My background is running smaller engineering and manufacturing intensive
companies where we deal heavily in part numbers.

Regarding your database question, I would echo Jerry's answer. Anytime
that a field can be "messed with" by outsiders (in your case, the part
number) I would recommend not having it be the PK.

Regarding your company's number changes, it's behavior per your first
paragraph "For example Part ABC-100 might be changed to ABC-200 and the key
ABC-100 may be used for another part. violates "Part Numbering 101" and
basically makes the part numbers meaningless.

The description of behavior in your later paragraph "There is a white
envelope that measures 6” by 10” and the part-number is ABC-101. A switch is
made to a new supplier and part ABC-101 is replaced by an off-white envelop
that measures 6” by 10.1”. " is incomplete/ambiguous regarding what you are
actually doing in that case and so I can't comment on it.

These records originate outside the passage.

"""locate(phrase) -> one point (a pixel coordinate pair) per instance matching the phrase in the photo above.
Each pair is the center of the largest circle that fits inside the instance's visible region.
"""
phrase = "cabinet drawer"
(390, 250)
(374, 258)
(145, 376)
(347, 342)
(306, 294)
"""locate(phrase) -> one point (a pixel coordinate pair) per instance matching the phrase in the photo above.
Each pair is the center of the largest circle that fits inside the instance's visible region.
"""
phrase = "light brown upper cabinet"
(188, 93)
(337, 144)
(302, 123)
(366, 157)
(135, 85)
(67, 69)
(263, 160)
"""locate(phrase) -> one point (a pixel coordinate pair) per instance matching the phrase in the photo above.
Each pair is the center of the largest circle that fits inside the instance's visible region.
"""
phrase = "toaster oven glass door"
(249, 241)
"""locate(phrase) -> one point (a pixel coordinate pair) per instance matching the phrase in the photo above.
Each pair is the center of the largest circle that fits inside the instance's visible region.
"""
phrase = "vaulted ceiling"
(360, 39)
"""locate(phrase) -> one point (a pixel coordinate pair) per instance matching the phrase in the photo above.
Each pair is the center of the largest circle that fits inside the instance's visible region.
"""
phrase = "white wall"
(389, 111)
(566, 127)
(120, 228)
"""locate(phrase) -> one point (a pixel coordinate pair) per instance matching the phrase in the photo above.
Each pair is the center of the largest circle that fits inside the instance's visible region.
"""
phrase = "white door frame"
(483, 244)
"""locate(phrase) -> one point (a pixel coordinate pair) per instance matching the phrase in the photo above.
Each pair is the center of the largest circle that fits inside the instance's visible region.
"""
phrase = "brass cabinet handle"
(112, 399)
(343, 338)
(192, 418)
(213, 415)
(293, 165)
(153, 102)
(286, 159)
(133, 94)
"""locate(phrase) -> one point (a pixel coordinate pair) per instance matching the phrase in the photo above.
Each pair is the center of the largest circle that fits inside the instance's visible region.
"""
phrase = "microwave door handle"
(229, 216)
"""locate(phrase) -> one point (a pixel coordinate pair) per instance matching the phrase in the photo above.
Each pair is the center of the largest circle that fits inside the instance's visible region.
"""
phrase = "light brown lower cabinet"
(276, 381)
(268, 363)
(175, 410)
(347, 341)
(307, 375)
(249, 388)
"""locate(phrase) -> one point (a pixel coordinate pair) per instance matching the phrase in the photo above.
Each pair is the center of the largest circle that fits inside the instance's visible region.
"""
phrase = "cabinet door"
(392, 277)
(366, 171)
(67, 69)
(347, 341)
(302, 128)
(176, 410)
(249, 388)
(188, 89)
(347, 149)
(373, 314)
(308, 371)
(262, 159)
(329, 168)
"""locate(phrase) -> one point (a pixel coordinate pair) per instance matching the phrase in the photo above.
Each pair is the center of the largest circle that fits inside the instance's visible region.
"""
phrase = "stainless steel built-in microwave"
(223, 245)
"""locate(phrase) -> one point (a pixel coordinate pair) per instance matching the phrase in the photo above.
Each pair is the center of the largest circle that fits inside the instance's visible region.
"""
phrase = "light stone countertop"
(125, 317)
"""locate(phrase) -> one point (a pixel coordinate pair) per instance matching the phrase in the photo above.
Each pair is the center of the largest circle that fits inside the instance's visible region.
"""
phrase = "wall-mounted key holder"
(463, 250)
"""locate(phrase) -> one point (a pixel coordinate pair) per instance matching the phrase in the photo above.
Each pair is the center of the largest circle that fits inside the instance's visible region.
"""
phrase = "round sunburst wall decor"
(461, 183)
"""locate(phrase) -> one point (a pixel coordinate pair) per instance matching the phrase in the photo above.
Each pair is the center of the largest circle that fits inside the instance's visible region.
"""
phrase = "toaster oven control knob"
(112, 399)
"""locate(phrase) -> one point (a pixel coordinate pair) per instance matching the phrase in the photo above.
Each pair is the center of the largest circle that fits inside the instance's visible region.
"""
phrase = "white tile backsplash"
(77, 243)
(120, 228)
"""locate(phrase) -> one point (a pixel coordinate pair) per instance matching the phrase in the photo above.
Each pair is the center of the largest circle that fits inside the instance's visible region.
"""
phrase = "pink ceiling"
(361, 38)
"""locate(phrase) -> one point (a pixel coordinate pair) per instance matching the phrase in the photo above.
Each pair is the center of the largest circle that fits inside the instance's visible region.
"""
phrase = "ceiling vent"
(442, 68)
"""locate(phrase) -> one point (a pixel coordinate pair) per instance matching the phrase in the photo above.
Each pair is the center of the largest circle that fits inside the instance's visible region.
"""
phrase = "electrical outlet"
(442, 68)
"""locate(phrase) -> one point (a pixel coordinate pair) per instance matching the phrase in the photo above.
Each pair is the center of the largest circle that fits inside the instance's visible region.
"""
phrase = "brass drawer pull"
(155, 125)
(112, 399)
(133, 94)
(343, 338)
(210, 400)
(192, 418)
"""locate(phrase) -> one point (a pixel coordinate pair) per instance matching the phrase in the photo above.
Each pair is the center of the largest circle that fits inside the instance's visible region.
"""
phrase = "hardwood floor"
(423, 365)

Your company needs to start by defining what "part number" actually means to
it...that definition should have some enduring aspect, and then they should
follow that definition. The vague outline for this is that part number
includes a definition (which never fundamentally changes) that nails down
enough to fulfill a certain form fit and function. "Form, fit and function"
could be very loose or very tight, here are some examples:

Loose: Where the part number is a "sales number" that is exposed to your
customers. And the only enduring definition is that it can anything that
nails down attributes that are relevant to customers.

Medium: Nails down form, fit and function for manufacturing purposes.

Tight: Nails down every attribute, including vendor etc.